Ecology, Energy, EU – Baltic States, Legislation

International Internet Magazine. Baltic States news & analytics Thursday, 28.03.2024, 18:55

Poland: stricter European carbon goal depends on global action

Petras Vaida, BC, Vilnius, 01.02.2012.Print version
A potential European Union move to a stricter emissions-reduction goal is conditional on efforts by non-EU nations to cut greenhouse gases, a Polish government official was quoted as saying by Bloomberg.

Poland maintains its position that the EU agreed to lower pollution by 20% by 2020 from 1990 levels and that deepening the goal to 30% "is conditional on comparable moves by other countries," said Zbigniew Kamienski, deputy director at the economic development department of Poland's Economy Ministry, writes LETA.

"As we know, this is not the case now," he said in an interview in Warsaw today during a climate conference.

The costs of tightening the EU's carbon-reduction target are less than previously estimated, an analysis by the European Commission, the bloc's regulatory arm, showed yesterday. A 30% goal would involve cutting greenhouse gases by 25% domestically and using imported emissions-reduction credits to account for the remaining 5%.

The analysis, requested by governments, came as environmental lobbies and companies including Royal Dutch Shell (RDSA) Plc urge the EU to adopt a more ambitious climate goal and curb the supply of allowances in the EU emissions-trading system, the world’s largest, after prices slumped to a four-year low last year.

EU environment ministers are due to discuss the analysis when they next meet on March 9.

"We have a lot of doubts concerning the cost analysis presented by the European Commission as we have no access to the analytical model, which is protected by copyright," Kamienski said.

Member states remain divided on whether to raise the stringency of the EU's climate policies, a step that would cost the bloc a total of 70 billion euros, according to the analysis.

The cost of moving to a 30% emissions-reduction target in 2020 would range from ten euros per capita in the Czech Republic to 136 euros in Luxembourg, according to the EU document. Four out of 27 nations in the bloc, Estonia, Latvia, Bulgaria and Romania, may make a profit of 7 euros to 54 euros per capita, it showed.

While western European countries have voiced support for tighter pollution caps on companies, eastern nations, led by Poland, have in previous years tended to favor a more cautious approach and said a more ambitious target could hurt their economic competitiveness.
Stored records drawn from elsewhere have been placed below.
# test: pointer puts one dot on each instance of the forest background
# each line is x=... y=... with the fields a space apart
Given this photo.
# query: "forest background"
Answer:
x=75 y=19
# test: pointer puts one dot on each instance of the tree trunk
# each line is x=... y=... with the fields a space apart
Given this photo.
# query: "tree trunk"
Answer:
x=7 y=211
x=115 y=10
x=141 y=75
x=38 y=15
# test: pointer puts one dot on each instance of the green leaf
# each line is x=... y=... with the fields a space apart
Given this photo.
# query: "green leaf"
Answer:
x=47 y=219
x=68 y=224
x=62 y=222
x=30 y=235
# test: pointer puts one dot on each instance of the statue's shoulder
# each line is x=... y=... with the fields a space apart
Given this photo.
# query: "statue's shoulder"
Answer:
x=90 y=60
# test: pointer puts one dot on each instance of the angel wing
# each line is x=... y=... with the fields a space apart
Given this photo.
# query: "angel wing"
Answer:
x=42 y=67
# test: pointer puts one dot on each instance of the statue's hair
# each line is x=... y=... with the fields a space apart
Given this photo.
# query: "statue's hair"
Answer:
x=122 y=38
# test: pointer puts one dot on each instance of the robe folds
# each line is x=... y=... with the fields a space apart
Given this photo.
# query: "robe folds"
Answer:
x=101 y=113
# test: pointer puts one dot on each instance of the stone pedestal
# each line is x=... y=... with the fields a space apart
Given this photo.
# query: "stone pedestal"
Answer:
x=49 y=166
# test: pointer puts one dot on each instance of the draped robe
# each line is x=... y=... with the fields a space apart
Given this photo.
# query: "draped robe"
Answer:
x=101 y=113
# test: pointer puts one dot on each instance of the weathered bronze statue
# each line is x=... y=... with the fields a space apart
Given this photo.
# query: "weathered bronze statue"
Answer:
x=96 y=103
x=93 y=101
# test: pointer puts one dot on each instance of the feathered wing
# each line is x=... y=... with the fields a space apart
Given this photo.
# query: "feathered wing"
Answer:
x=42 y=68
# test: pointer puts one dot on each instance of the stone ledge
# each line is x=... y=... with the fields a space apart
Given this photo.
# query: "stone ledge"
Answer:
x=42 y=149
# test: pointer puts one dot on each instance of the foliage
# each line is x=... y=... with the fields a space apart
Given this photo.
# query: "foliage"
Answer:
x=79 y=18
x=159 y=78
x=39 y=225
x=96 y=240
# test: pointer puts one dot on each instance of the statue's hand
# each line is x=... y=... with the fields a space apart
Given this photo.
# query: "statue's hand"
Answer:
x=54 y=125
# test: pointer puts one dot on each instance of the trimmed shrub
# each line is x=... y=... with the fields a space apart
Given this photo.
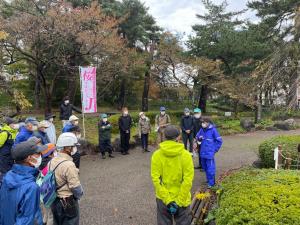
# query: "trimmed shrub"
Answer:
x=260 y=197
x=266 y=149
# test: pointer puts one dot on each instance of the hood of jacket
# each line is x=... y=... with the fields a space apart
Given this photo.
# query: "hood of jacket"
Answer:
x=171 y=148
x=24 y=130
x=20 y=175
x=9 y=129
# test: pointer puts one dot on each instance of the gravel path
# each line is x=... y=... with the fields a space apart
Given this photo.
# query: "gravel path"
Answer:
x=119 y=191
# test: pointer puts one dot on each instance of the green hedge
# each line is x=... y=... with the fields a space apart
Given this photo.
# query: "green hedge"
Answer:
x=266 y=148
x=284 y=115
x=260 y=197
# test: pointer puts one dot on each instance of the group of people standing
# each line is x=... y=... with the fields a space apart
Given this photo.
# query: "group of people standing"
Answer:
x=29 y=151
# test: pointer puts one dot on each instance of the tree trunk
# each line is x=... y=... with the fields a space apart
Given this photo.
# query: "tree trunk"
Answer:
x=258 y=109
x=48 y=102
x=145 y=100
x=122 y=94
x=37 y=94
x=71 y=88
x=203 y=98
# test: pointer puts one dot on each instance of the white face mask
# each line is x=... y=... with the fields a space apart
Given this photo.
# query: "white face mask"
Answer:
x=204 y=125
x=74 y=150
x=15 y=126
x=38 y=162
x=197 y=116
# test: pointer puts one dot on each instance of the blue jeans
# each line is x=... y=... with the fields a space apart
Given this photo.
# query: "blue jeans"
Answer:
x=209 y=167
x=145 y=138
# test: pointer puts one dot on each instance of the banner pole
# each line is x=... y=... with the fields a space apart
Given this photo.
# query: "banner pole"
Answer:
x=82 y=106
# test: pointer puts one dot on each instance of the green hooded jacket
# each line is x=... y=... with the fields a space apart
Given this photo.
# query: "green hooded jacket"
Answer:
x=172 y=172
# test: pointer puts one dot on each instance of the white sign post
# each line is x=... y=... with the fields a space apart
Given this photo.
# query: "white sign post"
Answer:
x=88 y=91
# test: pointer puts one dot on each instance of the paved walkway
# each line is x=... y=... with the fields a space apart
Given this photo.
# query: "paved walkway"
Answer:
x=119 y=191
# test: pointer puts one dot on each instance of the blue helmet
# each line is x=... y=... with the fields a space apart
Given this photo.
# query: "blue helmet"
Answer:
x=162 y=108
x=197 y=110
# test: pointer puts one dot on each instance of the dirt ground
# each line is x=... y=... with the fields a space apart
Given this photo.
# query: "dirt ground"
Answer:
x=119 y=191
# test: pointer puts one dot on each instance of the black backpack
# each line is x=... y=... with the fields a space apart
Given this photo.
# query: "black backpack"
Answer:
x=9 y=137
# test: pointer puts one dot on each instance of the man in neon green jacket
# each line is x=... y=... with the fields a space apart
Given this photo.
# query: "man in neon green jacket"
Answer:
x=172 y=173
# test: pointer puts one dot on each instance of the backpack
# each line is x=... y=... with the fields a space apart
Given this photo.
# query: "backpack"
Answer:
x=9 y=136
x=48 y=188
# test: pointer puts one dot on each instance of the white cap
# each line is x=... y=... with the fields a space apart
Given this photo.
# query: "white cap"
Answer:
x=44 y=123
x=73 y=118
x=66 y=139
The commission analysis is in the form of a strategy paper to be presented to member states for consideration and does not constitute a legislative proposal. Denmark, which holds the bloc's rotating presidency, vowed to stimulate a debate on the EU long-term carbon goals at the March meeting of environment ministers.

"We can't treat it as economically beneficial while yesterday's analysis raises a lot of doubts," Kamienski said.